Join the conversation on our LinkedIn page: https://www.linkedin.com/company/CarpenterCPAs

Wade Carpenter, CPA, CGMA | CarpenterCPAs.com
Stephen Brown, Bonding Expert | SuretyAnswers.com
Eric Wilkinson | https://www.sandhillglass.com/


[00:00:00] Wade Carpenter: Welcome to the Contractor Success Forum. In this episode, we are doing a deep dive into a case study implementing Profit First with a very special guest. Many business owners read the book or hear about the concept of Profit First, and they want to implement it, but they struggle to get started. In my experience, it can be even more complicated for a construction contractor.

We’re gonna talk about some of those things today, some of those challenges, as well as some of the results experienced when you’ve got the system implemented. So if that’s of interest, stick around and let’s get into it.

If you’re new here, I’m Wade Carpenter with Carpenter & Company CPAs. Stephen Brown, my co-host, unfortunately still will be out a little longer. He’s okay, but we’re looking forward to getting back very soon. Wish him a speedy recovery.

But my very special guest today is Eric Wilkinson of Sandhill Glass, a glass and glazing contractor in Michigan. And I’m proud to have worked with him for two and a half years or so and really look forward to seeing his insights and his perspective. Eric, thanks for being with us. Can you tell us a little bit about yourself and what you do?

[00:01:08] Eric Wilkinson: Yeah. Thanks Wade. Thanks for having me on. I have a glass company in Southeast Michigan. We’ve got a couple of locations in the Detroit Ann Arbor area. We do both commercial and residential glass, so we see some of those sort of long pay scenarios with the commercial type construction projects to working directly with homeowners.

So we’ve had a good mix of that, and then, yeah, we’ve worked with you and your team for the last couple of years. You guys are accountants that do all of our backend bookkeeping for us with our business.

[00:01:42] Wade Carpenter: Well We appreciate you and I think you actually came to us as a referral from Profit First Professionals when you were opening the glass company, but if I’m not mistaken, you already had some real estate rentals you were using Profit First with.

Getting started with Profit First while starting a new company

[00:01:55] Eric Wilkinson: Yeah, about two and a half years ago, I bought a glass company. I ended up buying two glass companies in 2021. But prior to that I had read Profit First and I had used it with some of the rental properties I had. I found it really useful in terms of keeping a breakdown for every month when we get the rents coming in. A little bit to go to vacancy, a little bit to go to repairs and maintenance, a little bit for property management and the like.

But with all of them, I had done a business case before I bought the property or renovated the property that, when I had it leased out, I was gonna get x amount of money every month as cashflow. And what I liked about Profit First is it kept that first, top of mind there that I’m going to all this trouble, all this work. I need to be seeing that return.

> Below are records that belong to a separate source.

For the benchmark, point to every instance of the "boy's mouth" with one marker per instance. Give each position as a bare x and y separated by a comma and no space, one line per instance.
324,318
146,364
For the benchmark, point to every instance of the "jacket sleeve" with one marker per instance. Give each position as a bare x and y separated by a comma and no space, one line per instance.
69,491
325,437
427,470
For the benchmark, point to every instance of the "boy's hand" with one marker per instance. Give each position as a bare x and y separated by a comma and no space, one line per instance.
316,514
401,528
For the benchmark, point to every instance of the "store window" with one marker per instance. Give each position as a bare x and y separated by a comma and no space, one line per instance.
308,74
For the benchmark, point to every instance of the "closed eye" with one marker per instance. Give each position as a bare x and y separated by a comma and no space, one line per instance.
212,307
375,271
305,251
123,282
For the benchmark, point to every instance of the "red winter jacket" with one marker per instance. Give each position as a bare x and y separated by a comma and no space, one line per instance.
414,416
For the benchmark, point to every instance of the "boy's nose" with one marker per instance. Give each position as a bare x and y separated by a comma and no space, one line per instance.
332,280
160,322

And so I had a couple years of using Profit First with those rental properties, had success with that, and so when it came time to buy that business I was gonna implement it from the get go for that business.

[00:03:04] Wade Carpenter: Okay. Well I know there are some definite differences between rental real estate and construction. So I didn’t know if you could kind of talk about some of the challenges. I know when we first started talking, you had already read some of the derivative books for construction Can you just tell us a little bit about some of the thoughts and challenges of getting started?

[00:03:22] Eric Wilkinson: So leading up to the closing of the buying the business and the like, I started out setting up all my bank accounts. And I took what the book said, that you’re gonna have these certain accounts, here’s a starting point for allocations and the like.

Fortunately the bank that I was working with, they made it easy. They didn’t really question, Hey, why are you setting up eight different bank accounts? What are you trying to do with this? They just said, okay, what do you want? And I was able to get things set up pretty easy.

You know, then once closing day came and turning those things on, then it was challenging. Trying to figure out okay, how is this gonna work for this business? Everything in the book or everything that you thought was gonna be the case, and now seeing it in real life, what’s gonna work, what’s not gonna work, and how to make changes.

What I struggled with, at least initially, was with those allocations when you’re starting a business, or in this case sort of starting the business while it’s moving pretty fast, in the, you have summertime here in Michigan, that’s construction time. There’s a lot of moving parts there.

And probably the biggest challenge for us was really getting the allocation for what the material allocation should be. I had some historical examples and averages to go off of, but it was difficult those first few months because we had one particular project that was probably the largest one that the company had done before, and it was heavy on materials.

It had some unique, specialized doors that were going into these school buildings, so it was really heavy on material spend. And then to compound the challenge when I bought the business, I was fortunate. Most of the vendors I was able to just transfer the credit accounts over. It was basically just fill out a credit application or a new form or transfer form and away we went without really any issues.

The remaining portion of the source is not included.